Im Zuge der Proteste bildeten sich eine Vielzahl von oppositionellen Organisationen. Ein großer Teil von ihnen strebte offen einen echten, demokratischen Sozialismus an. Vom Rostocker „Klinikrat“ und den Räten im Tierpark Berlin über Ansätze von Lehrlingsräten in Betrieben bis hin zu Studentenräten (welche diesen Namen in Leipzig und Rostock nach wie vor tragen) bildeten sich von den Betroffenen organisierte Strukturen an Schulen, Universitäten und in den Betrieben. Sogar die MitarbeiterInnen des Ministeriums für Staatssicherheit (Stasi) wählten eine eigene Interessensvertretung. Durch diese neuen und demokratischen Strukturen der ArbeiterInnenklasse wurden Verbesserungen wie der schulfreie Samstag erkämpft, die Protestierenden schöpften Mut. Es kam zu einer regelrechten „Neuverstaatlichung“ der bereits verstaatlichten Betriebe – nur eben demokratisch und unter Kontrolle der arbeitenden Bevölkerung.
Die Revolution in der DDR war der Beginn einer politische Revolution, wie sie der Kommunist Leo Trotzki für die stalinistischen Staaten als notwendig erkannt hatte. Im Gegensatz zur sozialen Revolution (wie z.B. in Russland 1917) war der Kapitalismus bereits abgeschafft, es galt also keine kapitalistische Klasse zu enteignen. Nur herrschte in den „realsozialistischen“ Staaten nicht die ArbeiterInnenklasse, sondern eine abgehobene bürokratischen Kaste. „Jedenfalls ist die Bürokratie nur durch eine revolutionäre Kraft zu entheben,…“ (Trotzki), und diese fehlte in der DDR. In den neugebildeten, freien Gewerkschaften wurde die Entstalinisierung vorangetrieben. Die SED stand dieser Entwicklung hilflos gegenüber, da ihre FunktionärInnen anders als politische „Führungskräfte“ z.B. im kapitalistischen Westdeutschland ihre Macht alleine aus ihren Ämtern, und nicht etwa aus dem Besitz von Privateigentum zogen. Doch es gab keinen „subjektiven Faktor“, keine revolutionäre Partei, welche die einzelnen Strukturen zusammengebracht hätte.
Hinzu kam noch die internationale Isolation, welcher sich die Bewegung in der DDR ausgesetzt sah und der Wirtschaftsaufschwung in der BRD. Diese Kombination ermöglichte es dem Kapitalismus, sich als tragfähige Alternative zu präsentieren. Gruppen wie die „Marxisten für die Rätedemokratie“, die diese Entwicklung erkannten, waren zu klein, um einen relevanten Einfluss auf die Geschehnisse zu nehmen.
Mit scheinheiligen Versprechungen nach „blühenden Landschaften“ gelang es dem damaligen Bundeskanzler der BRD, Helmut Kohl, die Revolution in Richtung Kapitalismus und Wiedervereinigung zu manövrieren. Die Massen wurden um ihre Zukunft geprellt.
Die heute weit verbreitete „Ostalgie“ hat eine reale Basis: Die Armut in Deutschland steigt ständig, besonders krass ist das Ost/West-Gefälle. Menschen in Ostdeutschland sind ärmer.

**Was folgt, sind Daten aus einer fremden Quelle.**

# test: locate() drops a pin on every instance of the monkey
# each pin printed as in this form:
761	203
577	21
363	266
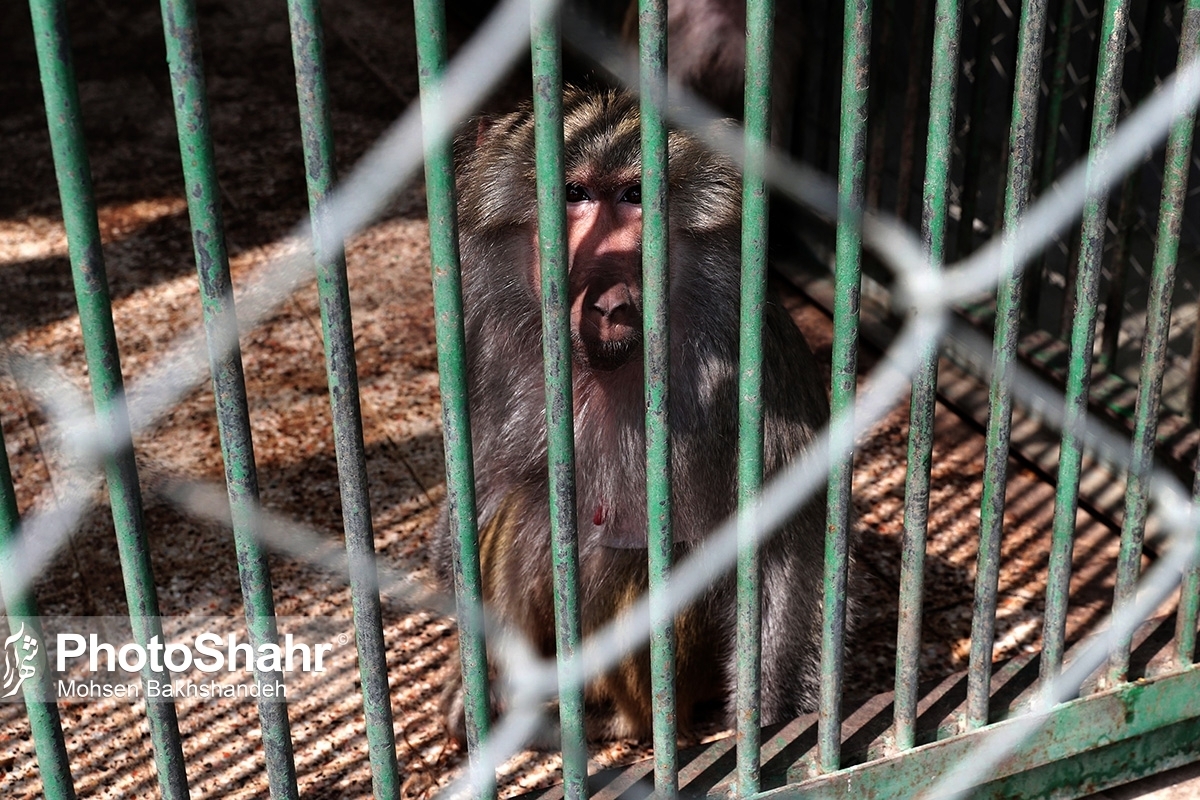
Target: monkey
707	53
706	49
501	280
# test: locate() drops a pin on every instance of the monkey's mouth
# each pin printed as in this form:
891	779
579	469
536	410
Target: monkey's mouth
606	325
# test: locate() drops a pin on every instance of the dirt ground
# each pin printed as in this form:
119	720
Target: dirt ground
123	83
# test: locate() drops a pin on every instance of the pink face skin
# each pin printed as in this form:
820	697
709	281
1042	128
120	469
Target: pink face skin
604	222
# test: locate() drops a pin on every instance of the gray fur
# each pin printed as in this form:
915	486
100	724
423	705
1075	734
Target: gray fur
497	214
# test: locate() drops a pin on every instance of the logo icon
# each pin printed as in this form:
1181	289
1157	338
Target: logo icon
19	651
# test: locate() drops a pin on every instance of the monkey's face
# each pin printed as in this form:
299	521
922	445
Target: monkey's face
604	222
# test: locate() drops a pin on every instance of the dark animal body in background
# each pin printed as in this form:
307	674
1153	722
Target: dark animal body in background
501	286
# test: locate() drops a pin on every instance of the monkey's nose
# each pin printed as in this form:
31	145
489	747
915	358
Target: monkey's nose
615	305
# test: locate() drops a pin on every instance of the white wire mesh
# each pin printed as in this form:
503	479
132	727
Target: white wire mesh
925	298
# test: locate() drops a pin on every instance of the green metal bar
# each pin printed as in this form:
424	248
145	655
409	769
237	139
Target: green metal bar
105	366
53	763
1167	251
1036	271
225	361
1107	106
334	293
547	106
439	188
760	38
973	157
911	101
1008	311
1087	744
940	154
1152	28
652	28
847	286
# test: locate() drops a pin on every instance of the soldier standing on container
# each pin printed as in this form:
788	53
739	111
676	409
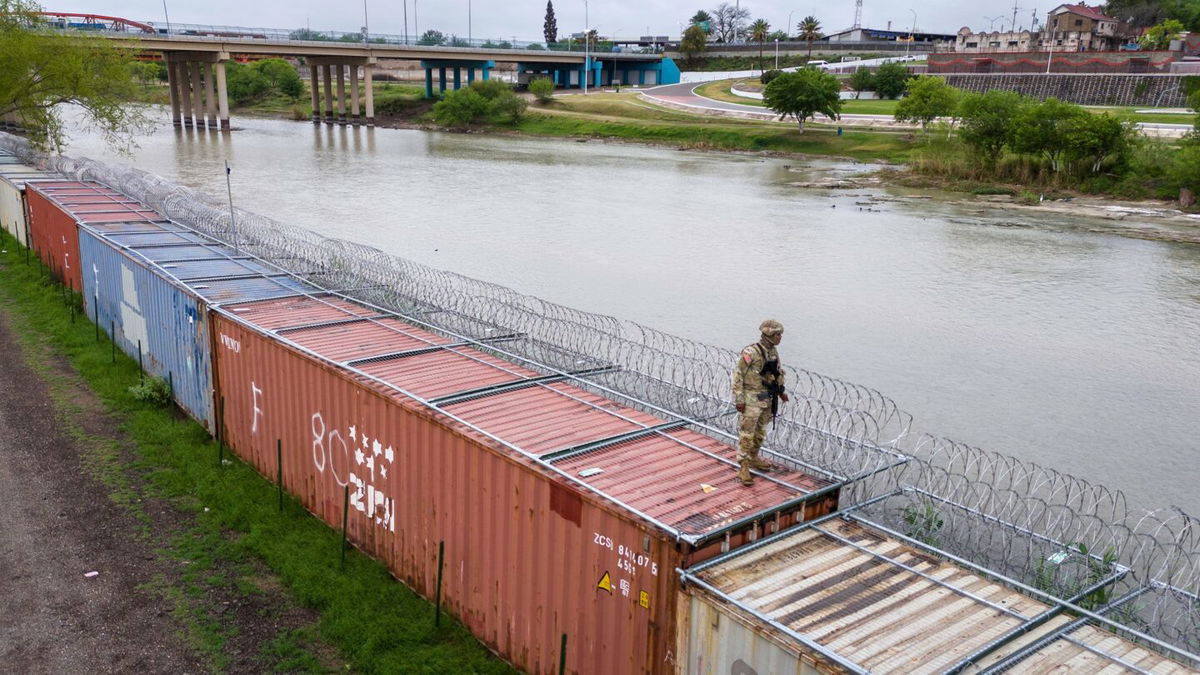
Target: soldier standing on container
757	389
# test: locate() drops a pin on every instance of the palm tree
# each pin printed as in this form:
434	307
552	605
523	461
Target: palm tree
759	31
810	30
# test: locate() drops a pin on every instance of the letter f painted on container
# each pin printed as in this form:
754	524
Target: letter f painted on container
255	393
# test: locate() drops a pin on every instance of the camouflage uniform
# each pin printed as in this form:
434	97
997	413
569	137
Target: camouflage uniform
753	380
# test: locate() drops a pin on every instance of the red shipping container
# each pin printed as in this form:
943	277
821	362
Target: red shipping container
561	512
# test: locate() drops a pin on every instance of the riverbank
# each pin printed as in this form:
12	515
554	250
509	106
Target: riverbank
130	543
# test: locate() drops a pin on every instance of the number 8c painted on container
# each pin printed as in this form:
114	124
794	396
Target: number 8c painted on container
319	455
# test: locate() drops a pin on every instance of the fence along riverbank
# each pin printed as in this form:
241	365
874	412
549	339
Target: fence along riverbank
977	503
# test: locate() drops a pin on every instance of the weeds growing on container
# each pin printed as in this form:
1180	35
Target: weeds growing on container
373	621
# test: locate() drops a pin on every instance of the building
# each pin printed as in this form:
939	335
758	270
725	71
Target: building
1068	28
978	42
1079	28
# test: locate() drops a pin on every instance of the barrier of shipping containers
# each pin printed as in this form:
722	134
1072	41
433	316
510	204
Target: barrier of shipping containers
838	595
150	285
562	512
55	210
13	178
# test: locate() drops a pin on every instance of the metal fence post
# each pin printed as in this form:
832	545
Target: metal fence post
279	470
346	517
442	559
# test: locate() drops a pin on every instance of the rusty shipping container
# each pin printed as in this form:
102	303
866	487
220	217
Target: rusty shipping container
841	596
58	208
562	512
13	209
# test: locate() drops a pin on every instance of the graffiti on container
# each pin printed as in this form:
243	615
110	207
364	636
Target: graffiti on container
369	461
256	412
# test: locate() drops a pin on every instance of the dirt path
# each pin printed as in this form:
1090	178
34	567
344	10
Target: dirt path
88	580
57	526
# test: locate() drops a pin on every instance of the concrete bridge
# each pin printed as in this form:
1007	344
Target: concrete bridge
196	71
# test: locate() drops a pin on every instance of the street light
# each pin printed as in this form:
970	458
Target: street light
587	59
911	30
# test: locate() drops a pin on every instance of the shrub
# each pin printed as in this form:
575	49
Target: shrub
461	108
543	88
246	84
151	390
891	79
483	101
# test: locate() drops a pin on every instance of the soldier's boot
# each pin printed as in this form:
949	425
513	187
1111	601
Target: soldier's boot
759	464
744	472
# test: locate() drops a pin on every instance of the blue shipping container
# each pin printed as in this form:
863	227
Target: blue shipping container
153	284
147	310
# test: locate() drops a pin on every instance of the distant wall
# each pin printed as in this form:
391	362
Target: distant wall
1086	89
1074	63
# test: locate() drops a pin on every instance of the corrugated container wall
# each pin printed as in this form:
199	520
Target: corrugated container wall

Die Bruttolöhne sind im Osten um 17% niedriger als im Westen. Was früher die Stasi war, sind heute NSA und Bundesnachrichtendienst. Deutsche Waffen morden weltweit, der versprochene Wohlstand ist nicht eingetreten.
Wäre die Revolution vor 25 Jahren erfolgreich gewesen, unsere Welt wäre heute eine andere. Ein auf internationalen Sozialismus orientiertes Ostdeutschland hätte ein Vorbild für die Menschen in den anderen stalinistischen Staaten und auch im Rest der Welt sein können, die Barbarei der vergangenen 25 Jahre hätte verhindert werden können.